Feature documentary hybrid film — currently in development
Director: Bassem Yousri
Production: Bassem Yousri and Seen Films, Cairo
In October 2010, I returned to Cairo from five years in the United States — what I imagined would be a brief stay to renew my visa became the beginning of a life-defining project. I conceived Film Romancy and launched an open call for participants to collectively write the script for a romantic comedy. Ten young Egyptians joined a workshop that began in December 2010, setting out to draft a satirical romantic comedy that challenged the recurring stereotypes of romance, gender dynamics, and social roles in mainstream film — often drawing on their own personal experiences and references from local and international cinema. The workshop unfolded against a society boiling under harsh economic conditions, rising political Islamism, and the suffocating grip of police oppression. Shortly after, the revolution erupted, and I decided to stay. I never returned to live in the USA.

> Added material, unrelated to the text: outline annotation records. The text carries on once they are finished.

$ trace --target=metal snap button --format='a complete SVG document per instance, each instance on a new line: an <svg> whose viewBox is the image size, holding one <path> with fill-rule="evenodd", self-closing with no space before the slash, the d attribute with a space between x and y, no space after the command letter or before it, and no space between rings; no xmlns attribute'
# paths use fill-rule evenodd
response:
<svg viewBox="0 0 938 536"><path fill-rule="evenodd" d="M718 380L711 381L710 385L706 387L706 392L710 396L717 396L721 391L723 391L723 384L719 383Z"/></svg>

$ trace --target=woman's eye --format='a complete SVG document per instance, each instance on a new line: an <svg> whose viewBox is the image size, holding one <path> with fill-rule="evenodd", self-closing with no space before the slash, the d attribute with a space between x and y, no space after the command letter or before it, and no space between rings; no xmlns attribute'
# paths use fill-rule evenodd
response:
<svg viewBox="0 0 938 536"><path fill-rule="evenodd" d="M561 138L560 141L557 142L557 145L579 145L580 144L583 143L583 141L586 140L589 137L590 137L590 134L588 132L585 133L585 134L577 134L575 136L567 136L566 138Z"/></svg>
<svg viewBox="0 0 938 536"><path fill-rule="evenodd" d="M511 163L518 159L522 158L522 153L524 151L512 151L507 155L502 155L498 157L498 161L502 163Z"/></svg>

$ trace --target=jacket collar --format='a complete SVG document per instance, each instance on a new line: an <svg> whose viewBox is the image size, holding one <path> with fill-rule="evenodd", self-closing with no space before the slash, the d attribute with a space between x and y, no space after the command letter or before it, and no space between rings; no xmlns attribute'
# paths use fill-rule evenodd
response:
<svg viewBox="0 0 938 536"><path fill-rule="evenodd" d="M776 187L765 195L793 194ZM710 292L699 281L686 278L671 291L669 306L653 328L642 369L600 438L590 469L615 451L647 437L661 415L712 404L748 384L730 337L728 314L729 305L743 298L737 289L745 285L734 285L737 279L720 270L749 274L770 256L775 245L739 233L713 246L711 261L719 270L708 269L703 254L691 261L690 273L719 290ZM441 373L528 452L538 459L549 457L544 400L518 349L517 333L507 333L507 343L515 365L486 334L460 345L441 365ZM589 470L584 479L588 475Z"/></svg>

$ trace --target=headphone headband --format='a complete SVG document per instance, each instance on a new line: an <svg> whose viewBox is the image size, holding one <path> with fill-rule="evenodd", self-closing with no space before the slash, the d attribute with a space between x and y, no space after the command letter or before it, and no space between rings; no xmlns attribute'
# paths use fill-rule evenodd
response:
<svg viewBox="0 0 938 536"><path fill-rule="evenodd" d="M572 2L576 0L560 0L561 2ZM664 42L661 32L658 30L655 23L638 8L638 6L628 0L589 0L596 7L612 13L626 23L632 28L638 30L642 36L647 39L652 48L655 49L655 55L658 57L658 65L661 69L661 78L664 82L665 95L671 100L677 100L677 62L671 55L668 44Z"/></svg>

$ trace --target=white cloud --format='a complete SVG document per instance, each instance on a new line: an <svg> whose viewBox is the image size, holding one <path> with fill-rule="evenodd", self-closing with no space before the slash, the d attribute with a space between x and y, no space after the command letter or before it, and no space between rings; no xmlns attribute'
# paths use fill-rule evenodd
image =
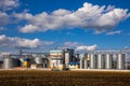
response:
<svg viewBox="0 0 130 86"><path fill-rule="evenodd" d="M25 31L25 27L28 26L26 25L22 28L22 32L43 32L47 30L58 30L63 28L91 28L100 33L115 28L120 22L128 18L130 14L128 13L128 10L116 9L112 5L93 5L86 2L83 3L83 6L79 8L77 11L60 9L53 11L50 14L47 12L42 12L36 15L26 13L26 16L17 15L17 18L23 17L23 19L26 19L28 22L28 25L39 27L35 30L26 28Z"/></svg>
<svg viewBox="0 0 130 86"><path fill-rule="evenodd" d="M51 45L53 42L40 41L39 39L22 39L22 38L11 38L4 34L0 35L0 47L21 47L21 48L38 48L41 45Z"/></svg>
<svg viewBox="0 0 130 86"><path fill-rule="evenodd" d="M9 15L4 12L0 12L0 27L9 23Z"/></svg>
<svg viewBox="0 0 130 86"><path fill-rule="evenodd" d="M26 33L26 32L34 32L37 31L39 27L34 26L34 25L26 25L25 27L23 27L22 29L20 29L20 31Z"/></svg>
<svg viewBox="0 0 130 86"><path fill-rule="evenodd" d="M120 34L120 33L121 33L121 30L117 30L117 31L107 32L106 34L107 35L113 35L113 34Z"/></svg>
<svg viewBox="0 0 130 86"><path fill-rule="evenodd" d="M78 42L65 42L64 43L64 47L76 47L78 45L79 45Z"/></svg>
<svg viewBox="0 0 130 86"><path fill-rule="evenodd" d="M32 18L32 15L30 13L27 13L28 10L24 10L23 13L13 13L12 16L16 18L17 20L23 20L23 19L30 19Z"/></svg>
<svg viewBox="0 0 130 86"><path fill-rule="evenodd" d="M94 44L94 45L91 45L91 46L86 46L86 45L80 45L80 46L77 46L76 47L76 51L77 52L87 52L87 51L94 51L98 48L98 45Z"/></svg>
<svg viewBox="0 0 130 86"><path fill-rule="evenodd" d="M8 11L18 6L18 0L0 0L0 10Z"/></svg>

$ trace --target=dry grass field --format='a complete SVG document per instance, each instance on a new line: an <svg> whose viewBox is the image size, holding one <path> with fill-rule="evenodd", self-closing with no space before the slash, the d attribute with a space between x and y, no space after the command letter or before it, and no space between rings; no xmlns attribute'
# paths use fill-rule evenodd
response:
<svg viewBox="0 0 130 86"><path fill-rule="evenodd" d="M0 86L130 86L130 72L10 70Z"/></svg>

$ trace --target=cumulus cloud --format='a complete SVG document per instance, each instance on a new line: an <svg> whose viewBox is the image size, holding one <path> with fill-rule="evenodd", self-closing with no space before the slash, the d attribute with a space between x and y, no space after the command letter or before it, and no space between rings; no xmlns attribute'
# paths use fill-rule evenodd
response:
<svg viewBox="0 0 130 86"><path fill-rule="evenodd" d="M64 46L65 46L65 47L76 47L76 46L78 46L78 45L79 45L78 42L65 42L65 43L64 43Z"/></svg>
<svg viewBox="0 0 130 86"><path fill-rule="evenodd" d="M0 35L1 47L21 47L21 48L38 48L40 45L51 45L53 42L40 41L39 39L21 39L11 38L4 34Z"/></svg>
<svg viewBox="0 0 130 86"><path fill-rule="evenodd" d="M8 11L18 6L18 0L0 0L0 10Z"/></svg>
<svg viewBox="0 0 130 86"><path fill-rule="evenodd" d="M25 17L27 17L26 20L28 25L37 27L34 30L26 28L28 25L25 25L20 30L22 32L58 30L63 28L91 28L95 30L96 33L100 33L115 28L120 22L129 16L128 10L116 9L113 5L93 5L84 2L83 6L79 8L77 11L60 9L50 14L47 12L36 15L26 13L26 16L18 15L17 18L23 17L23 19L25 19Z"/></svg>
<svg viewBox="0 0 130 86"><path fill-rule="evenodd" d="M34 32L37 31L39 27L34 26L34 25L26 25L25 27L23 27L22 29L20 29L20 31L26 33L26 32Z"/></svg>
<svg viewBox="0 0 130 86"><path fill-rule="evenodd" d="M9 23L9 15L4 12L0 12L0 27Z"/></svg>
<svg viewBox="0 0 130 86"><path fill-rule="evenodd" d="M121 30L117 30L117 31L107 32L106 34L107 35L113 35L113 34L120 34L120 33L121 33Z"/></svg>
<svg viewBox="0 0 130 86"><path fill-rule="evenodd" d="M94 45L91 45L91 46L86 46L86 45L80 45L80 46L77 46L76 47L76 51L77 52L87 52L87 51L94 51L98 48L98 45L94 44Z"/></svg>

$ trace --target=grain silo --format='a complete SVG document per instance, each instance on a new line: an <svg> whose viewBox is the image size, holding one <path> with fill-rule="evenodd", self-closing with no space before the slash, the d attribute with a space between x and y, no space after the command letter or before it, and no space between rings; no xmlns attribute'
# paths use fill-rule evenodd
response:
<svg viewBox="0 0 130 86"><path fill-rule="evenodd" d="M96 54L90 55L90 69L96 68Z"/></svg>
<svg viewBox="0 0 130 86"><path fill-rule="evenodd" d="M104 57L103 54L99 53L98 54L98 69L103 69L104 68Z"/></svg>
<svg viewBox="0 0 130 86"><path fill-rule="evenodd" d="M105 59L105 69L113 69L113 54L107 53Z"/></svg>
<svg viewBox="0 0 130 86"><path fill-rule="evenodd" d="M17 58L4 57L3 58L3 69L13 69L20 66L20 60Z"/></svg>
<svg viewBox="0 0 130 86"><path fill-rule="evenodd" d="M119 53L117 57L117 69L125 69L125 54Z"/></svg>

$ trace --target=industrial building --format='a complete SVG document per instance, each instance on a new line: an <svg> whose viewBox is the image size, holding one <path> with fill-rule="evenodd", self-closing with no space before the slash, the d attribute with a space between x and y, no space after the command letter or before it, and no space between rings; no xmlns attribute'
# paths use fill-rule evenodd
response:
<svg viewBox="0 0 130 86"><path fill-rule="evenodd" d="M75 54L75 49L51 49L50 53L28 53L3 56L3 69L128 69L123 51L94 51Z"/></svg>

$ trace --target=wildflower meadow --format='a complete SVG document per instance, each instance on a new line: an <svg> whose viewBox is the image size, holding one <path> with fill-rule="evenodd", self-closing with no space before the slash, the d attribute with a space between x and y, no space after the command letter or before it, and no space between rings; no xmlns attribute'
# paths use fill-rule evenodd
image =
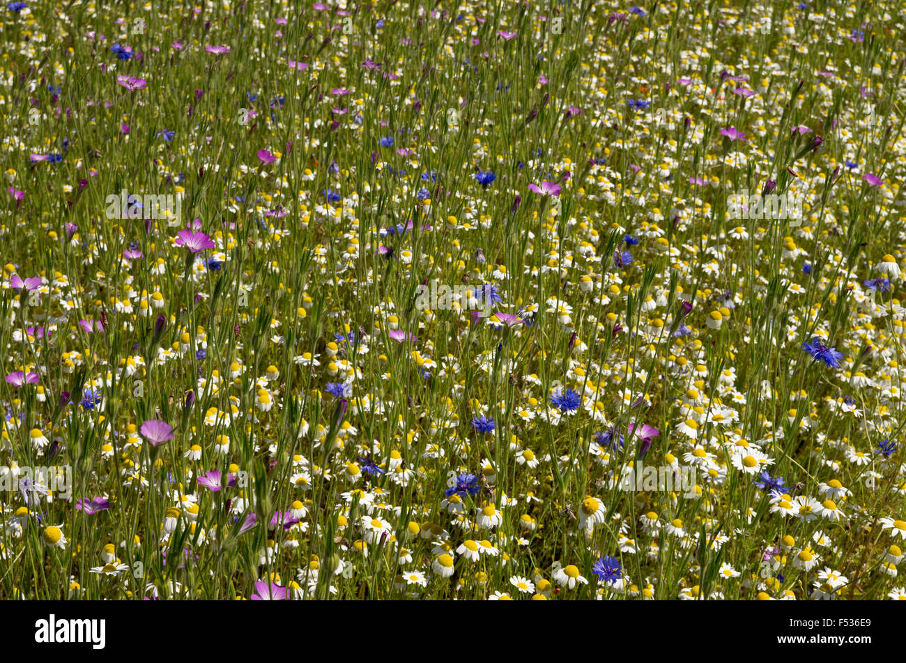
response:
<svg viewBox="0 0 906 663"><path fill-rule="evenodd" d="M901 2L0 26L0 599L906 600Z"/></svg>

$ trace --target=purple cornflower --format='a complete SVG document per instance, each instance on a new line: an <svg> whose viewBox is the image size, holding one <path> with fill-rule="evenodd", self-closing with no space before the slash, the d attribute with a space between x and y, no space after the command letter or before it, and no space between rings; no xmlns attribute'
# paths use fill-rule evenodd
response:
<svg viewBox="0 0 906 663"><path fill-rule="evenodd" d="M758 475L758 480L755 482L755 485L762 490L776 490L778 493L786 493L789 489L786 486L783 476L772 478L767 473L767 470L762 470L761 474Z"/></svg>
<svg viewBox="0 0 906 663"><path fill-rule="evenodd" d="M896 443L889 439L882 439L878 442L878 454L883 454L885 458L890 458L891 454L897 450Z"/></svg>
<svg viewBox="0 0 906 663"><path fill-rule="evenodd" d="M824 345L817 336L812 339L811 345L807 342L803 342L802 349L808 352L815 361L820 360L825 365L834 369L840 368L840 360L843 358L843 352L839 352L835 349Z"/></svg>
<svg viewBox="0 0 906 663"><path fill-rule="evenodd" d="M367 475L385 475L387 470L379 466L373 460L366 460L361 456L357 456L359 458L359 465L361 466L361 471Z"/></svg>
<svg viewBox="0 0 906 663"><path fill-rule="evenodd" d="M481 486L478 485L478 477L475 475L459 475L456 477L456 485L444 491L444 495L449 497L456 493L465 497L466 495L477 495Z"/></svg>
<svg viewBox="0 0 906 663"><path fill-rule="evenodd" d="M561 412L575 412L582 405L582 397L575 389L566 389L565 393L558 391L551 394L551 402Z"/></svg>
<svg viewBox="0 0 906 663"><path fill-rule="evenodd" d="M472 426L479 433L490 433L494 430L494 419L482 415L472 419Z"/></svg>
<svg viewBox="0 0 906 663"><path fill-rule="evenodd" d="M622 578L622 566L616 557L608 555L598 558L598 561L592 567L592 572L598 576L602 582L614 585L617 581Z"/></svg>

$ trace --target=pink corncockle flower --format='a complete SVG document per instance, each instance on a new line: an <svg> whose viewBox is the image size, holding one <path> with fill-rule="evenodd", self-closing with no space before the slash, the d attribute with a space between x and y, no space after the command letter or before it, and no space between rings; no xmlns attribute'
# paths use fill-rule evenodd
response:
<svg viewBox="0 0 906 663"><path fill-rule="evenodd" d="M255 583L255 593L251 601L289 601L289 590L276 582L258 581Z"/></svg>
<svg viewBox="0 0 906 663"><path fill-rule="evenodd" d="M6 376L6 381L15 387L22 387L23 385L40 382L41 378L37 373L33 371L25 373L22 370L16 370L14 373L10 373Z"/></svg>
<svg viewBox="0 0 906 663"><path fill-rule="evenodd" d="M144 90L148 87L148 82L145 79L136 78L135 76L117 76L116 82L131 92L134 92L136 90Z"/></svg>
<svg viewBox="0 0 906 663"><path fill-rule="evenodd" d="M418 341L418 339L415 338L415 334L410 333L409 332L403 332L401 329L391 330L387 332L387 335L400 343L403 341Z"/></svg>
<svg viewBox="0 0 906 663"><path fill-rule="evenodd" d="M640 457L643 457L648 453L648 450L651 448L651 443L654 441L654 438L660 435L660 431L654 427L648 424L639 426L635 422L629 425L626 432L631 437L635 437L641 440L641 444L639 446Z"/></svg>
<svg viewBox="0 0 906 663"><path fill-rule="evenodd" d="M737 130L736 127L728 127L727 129L720 130L720 135L726 136L730 140L745 140L746 134Z"/></svg>
<svg viewBox="0 0 906 663"><path fill-rule="evenodd" d="M85 332L91 333L92 332L103 332L104 326L101 323L101 321L94 320L80 320L79 326L82 327Z"/></svg>
<svg viewBox="0 0 906 663"><path fill-rule="evenodd" d="M37 276L32 276L24 281L23 281L22 277L17 274L9 277L9 287L15 288L16 290L20 290L22 288L24 288L27 291L37 290L41 287L41 279Z"/></svg>
<svg viewBox="0 0 906 663"><path fill-rule="evenodd" d="M101 511L107 511L110 507L110 500L103 497L92 497L92 499L82 497L75 504L75 508L84 513L85 515L92 515Z"/></svg>
<svg viewBox="0 0 906 663"><path fill-rule="evenodd" d="M554 182L542 181L541 186L538 187L536 184L528 185L528 188L535 193L539 193L542 196L559 196L560 190L563 188L560 185L554 184Z"/></svg>
<svg viewBox="0 0 906 663"><path fill-rule="evenodd" d="M159 419L149 419L141 425L139 432L152 447L159 447L173 439L173 427Z"/></svg>
<svg viewBox="0 0 906 663"><path fill-rule="evenodd" d="M255 514L249 514L246 516L246 520L243 521L242 526L239 528L239 532L236 533L236 536L248 532L250 529L255 527L258 524L258 516Z"/></svg>
<svg viewBox="0 0 906 663"><path fill-rule="evenodd" d="M217 493L222 487L220 485L222 476L223 475L220 474L220 470L211 470L199 476L197 483L198 485L205 486L212 493Z"/></svg>
<svg viewBox="0 0 906 663"><path fill-rule="evenodd" d="M494 327L513 327L525 322L518 315L501 313L499 312L487 318L487 323Z"/></svg>
<svg viewBox="0 0 906 663"><path fill-rule="evenodd" d="M193 233L191 230L180 230L177 233L176 243L178 246L186 246L193 254L217 246L204 233Z"/></svg>

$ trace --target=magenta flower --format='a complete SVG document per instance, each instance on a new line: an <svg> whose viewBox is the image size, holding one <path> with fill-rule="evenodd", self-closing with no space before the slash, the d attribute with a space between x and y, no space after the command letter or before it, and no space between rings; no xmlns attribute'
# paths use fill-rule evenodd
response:
<svg viewBox="0 0 906 663"><path fill-rule="evenodd" d="M403 341L418 341L414 334L408 332L403 332L401 329L395 329L387 333L394 341L402 342Z"/></svg>
<svg viewBox="0 0 906 663"><path fill-rule="evenodd" d="M494 313L487 319L488 324L491 324L495 327L503 327L503 326L513 327L514 325L519 324L524 322L525 321L524 321L518 315L514 315L513 313L501 313L501 312Z"/></svg>
<svg viewBox="0 0 906 663"><path fill-rule="evenodd" d="M34 384L35 382L40 382L41 378L37 373L32 371L25 374L21 370L16 370L14 373L10 373L6 376L6 381L15 387L22 387L25 384Z"/></svg>
<svg viewBox="0 0 906 663"><path fill-rule="evenodd" d="M92 499L82 497L75 504L75 508L81 509L84 512L85 515L92 515L99 511L107 511L110 507L110 500L106 500L103 497L92 497Z"/></svg>
<svg viewBox="0 0 906 663"><path fill-rule="evenodd" d="M177 233L176 243L178 246L186 246L193 254L217 246L204 233L193 233L191 230L180 230Z"/></svg>
<svg viewBox="0 0 906 663"><path fill-rule="evenodd" d="M242 527L239 528L239 532L236 533L236 536L246 532L248 532L250 529L255 527L255 525L257 524L257 523L258 523L258 516L256 516L255 514L249 514L248 515L246 516L246 520L243 522Z"/></svg>
<svg viewBox="0 0 906 663"><path fill-rule="evenodd" d="M631 437L635 437L641 440L641 444L639 446L639 457L644 457L648 450L651 448L651 443L654 441L654 438L660 435L660 431L654 427L648 424L637 426L635 422L629 425L626 432Z"/></svg>
<svg viewBox="0 0 906 663"><path fill-rule="evenodd" d="M255 593L249 598L252 601L288 601L289 590L276 582L258 581L255 583Z"/></svg>
<svg viewBox="0 0 906 663"><path fill-rule="evenodd" d="M731 141L746 139L746 134L737 130L736 127L728 127L727 129L721 129L720 133L721 135L728 138Z"/></svg>
<svg viewBox="0 0 906 663"><path fill-rule="evenodd" d="M221 487L220 486L221 477L222 475L220 474L220 470L211 470L207 474L199 476L198 484L198 485L205 486L212 493L217 493L218 490L220 490Z"/></svg>
<svg viewBox="0 0 906 663"><path fill-rule="evenodd" d="M41 279L37 276L32 276L23 281L19 274L14 274L9 277L9 287L15 288L16 290L21 290L22 288L27 291L37 290L41 287Z"/></svg>
<svg viewBox="0 0 906 663"><path fill-rule="evenodd" d="M558 184L546 181L542 181L541 187L538 187L535 184L530 184L528 185L528 187L530 190L535 191L535 193L539 193L542 196L559 196L560 189L562 188L562 187Z"/></svg>
<svg viewBox="0 0 906 663"><path fill-rule="evenodd" d="M173 427L158 419L149 419L141 425L139 432L152 447L159 447L173 439Z"/></svg>
<svg viewBox="0 0 906 663"><path fill-rule="evenodd" d="M92 331L103 332L104 326L99 321L94 320L80 320L79 326L82 327L88 333L92 333Z"/></svg>
<svg viewBox="0 0 906 663"><path fill-rule="evenodd" d="M136 90L144 90L148 87L147 81L143 78L136 78L135 76L117 76L116 82L131 92L134 92Z"/></svg>

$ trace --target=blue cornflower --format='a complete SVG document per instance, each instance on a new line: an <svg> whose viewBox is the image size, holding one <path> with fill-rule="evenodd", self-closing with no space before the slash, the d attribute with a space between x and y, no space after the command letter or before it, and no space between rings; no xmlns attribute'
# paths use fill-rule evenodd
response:
<svg viewBox="0 0 906 663"><path fill-rule="evenodd" d="M891 457L891 454L897 450L897 446L895 443L891 442L889 439L882 439L878 442L878 451L876 453L883 454L885 458Z"/></svg>
<svg viewBox="0 0 906 663"><path fill-rule="evenodd" d="M618 267L627 267L632 264L632 254L629 251L614 251L613 262Z"/></svg>
<svg viewBox="0 0 906 663"><path fill-rule="evenodd" d="M490 183L497 178L497 176L488 170L487 173L476 173L475 178L478 180L478 184L487 188Z"/></svg>
<svg viewBox="0 0 906 663"><path fill-rule="evenodd" d="M575 389L566 389L565 393L558 391L551 394L551 402L561 412L575 412L582 405L582 397Z"/></svg>
<svg viewBox="0 0 906 663"><path fill-rule="evenodd" d="M111 46L111 51L116 53L119 60L129 60L132 57L131 46L120 46L119 43L114 43Z"/></svg>
<svg viewBox="0 0 906 663"><path fill-rule="evenodd" d="M328 382L324 388L324 391L338 399L342 399L349 394L349 387L342 382Z"/></svg>
<svg viewBox="0 0 906 663"><path fill-rule="evenodd" d="M481 486L478 485L477 476L475 475L459 475L456 477L456 485L445 490L444 495L447 497L449 497L454 493L463 497L468 495L475 496L478 494L479 490L481 490Z"/></svg>
<svg viewBox="0 0 906 663"><path fill-rule="evenodd" d="M387 470L380 466L377 463L372 460L365 460L361 456L359 457L359 463L361 466L361 471L366 475L384 475L387 474Z"/></svg>
<svg viewBox="0 0 906 663"><path fill-rule="evenodd" d="M92 410L94 406L101 402L102 398L100 391L96 389L88 389L82 395L82 401L79 403L83 409Z"/></svg>
<svg viewBox="0 0 906 663"><path fill-rule="evenodd" d="M834 369L840 368L840 360L843 358L843 352L838 352L834 348L827 347L821 342L821 339L817 336L812 339L811 345L803 342L802 349L808 352L815 361L820 360Z"/></svg>
<svg viewBox="0 0 906 663"><path fill-rule="evenodd" d="M482 415L472 419L472 426L479 433L490 433L494 430L494 419Z"/></svg>
<svg viewBox="0 0 906 663"><path fill-rule="evenodd" d="M879 276L876 279L863 281L862 284L869 290L880 290L882 293L891 292L891 282L886 276Z"/></svg>
<svg viewBox="0 0 906 663"><path fill-rule="evenodd" d="M612 426L602 433L594 434L595 441L602 447L610 446L613 451L618 448L625 447L626 440L622 433L618 433L617 429Z"/></svg>
<svg viewBox="0 0 906 663"><path fill-rule="evenodd" d="M592 572L598 576L602 582L614 585L622 578L622 565L616 557L611 555L600 557L592 567Z"/></svg>
<svg viewBox="0 0 906 663"><path fill-rule="evenodd" d="M767 474L767 470L762 470L755 485L762 490L776 490L778 493L786 493L787 491L784 477L777 476L776 478L771 478L771 476Z"/></svg>

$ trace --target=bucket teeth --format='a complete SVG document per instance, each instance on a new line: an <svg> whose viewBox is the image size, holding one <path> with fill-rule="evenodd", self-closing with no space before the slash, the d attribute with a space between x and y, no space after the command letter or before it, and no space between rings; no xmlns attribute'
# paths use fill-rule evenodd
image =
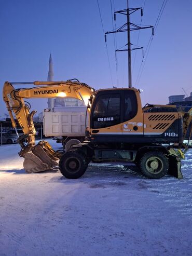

The upheaval reshaped everything — the workshop, the participants’ lives, and my own. The three-month process was abruptly overtaken by the events of January 25th, leaving the film unfinished. I put the project on hold in 2012, needing to understand what relationship my film had to these events, and where I stood in relation to them. It took more than ten years.
More than fifteen years after starting Film Romancy, I am revisiting footage that is difficult to watch — confronting a past version of myself I am in conflict with, inexperienced in group dynamics, managing a collective process I wasn’t yet equipped for. I draw a parallel between that improvised workshop and the mass protests sparked by the same generation at the same moment: both launched via Facebook open calls, both driven by a romantic belief in what was possible, both ending somewhere very different from where they began. I am now attempting to bring the participants back together to read the script they wrote and perform some of its scenes — confronting past versions of themselves while embodying the fictional characters they once imagined.
Film Romancy unfolds through an experimental structure interweaving three storylines: the workshop’s creative debates of 2010–11; the participants’ daily lives amid revolutionary upheaval; and fiction scenes from the unfinished script, performed anew more than a decade later. These layers blur the boundary between documentary and performance, reality and cinema, lived experience and constructed narrative. With seriousness, absurdity, and humor, the film explores generational disillusionment with romance as a parallel to the unfulfilled promises of revolution.